De patas muy cortas
Giacomino intentó una consulta popular y luego exigió la aprobación de una ordenanza que le impone un límite en el gasto salarial. Virginia Guevara.
La ordenanza de tope salarial se aprobó el 12 de noviembre pasado a pedido del propio Daniel Giacomino. Eran los arduos días del conflicto gremial más severo que enfrentó el municipio en las últimas décadas y el intendente unos meses antes ya había intentado una fallida consulta popular para que los cordobeses expresaran si estaban de acuerdo con un límite al gasto salarial.
Lo increíble del caso es que después de semejante planteo político sobre los recursos públicos –el Suoem irrumpió en el Concejo con destrozos el día en que se trató la ordenanza– y a un mes del fin del ejercicio contable, el intendente no haya calculado que no podría dar cumplimiento al objetivo del 60 por ciento que se estaba autoimponiendo.
Todo indica que a esa imposibilidad respondió unos meses después la decisión de acomodar los números de modo tal que los sueldos de diciembre de 2009 formaran parte de la cuenta de enero de 2010.
El tema seguramente abrirá una batalla política en el Concejo Deliberante que votó el tope salarial. Pese a que la ordenanza no menciona qué consecuencias tiene el incumplimiento del límite al gasto salarial, en el juecismo ya se analiza la posibilidad de una denuncia por incumplimiento de los deberes de funcionario.
Pero el tema no se limita al pasado, porque la ordenanza también prevé que este año el tope salarial debe ser más restrictivo: no podrá ir a sueldos más del 55 por ciento de los ingresos totales, descontados los créditos, los ATN y los recursos no reintegrables para obras.

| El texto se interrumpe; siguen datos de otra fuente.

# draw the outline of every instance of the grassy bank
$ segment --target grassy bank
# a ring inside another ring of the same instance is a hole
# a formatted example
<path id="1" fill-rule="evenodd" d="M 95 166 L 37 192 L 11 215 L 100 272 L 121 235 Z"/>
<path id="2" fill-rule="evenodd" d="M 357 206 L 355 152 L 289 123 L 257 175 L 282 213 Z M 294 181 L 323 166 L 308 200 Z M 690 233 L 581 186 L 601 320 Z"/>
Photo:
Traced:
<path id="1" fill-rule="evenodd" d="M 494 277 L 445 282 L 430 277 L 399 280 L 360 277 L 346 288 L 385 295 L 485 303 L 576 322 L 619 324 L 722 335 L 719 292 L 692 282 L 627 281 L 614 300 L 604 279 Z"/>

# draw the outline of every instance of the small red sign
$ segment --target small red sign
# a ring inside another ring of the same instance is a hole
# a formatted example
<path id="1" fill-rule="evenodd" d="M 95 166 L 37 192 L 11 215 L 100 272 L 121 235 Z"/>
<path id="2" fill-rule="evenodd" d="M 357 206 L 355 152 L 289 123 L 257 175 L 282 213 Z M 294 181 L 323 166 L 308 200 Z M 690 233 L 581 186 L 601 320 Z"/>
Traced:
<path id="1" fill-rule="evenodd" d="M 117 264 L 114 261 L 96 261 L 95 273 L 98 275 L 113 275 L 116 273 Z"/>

Para 2011, la cifra baja al 50 por ciento.
El tema cobra relevancia en estos días, cuando el Ejecutivo negocia un nuevo incremento salarial con los municipales. Mientras la ordenanza no sea derogada, ese tope debe ser observado por el Ejecutivo. Y también por los ediles, que son quienes aprobaron el tope y quienes deben aprobar también cada aumento.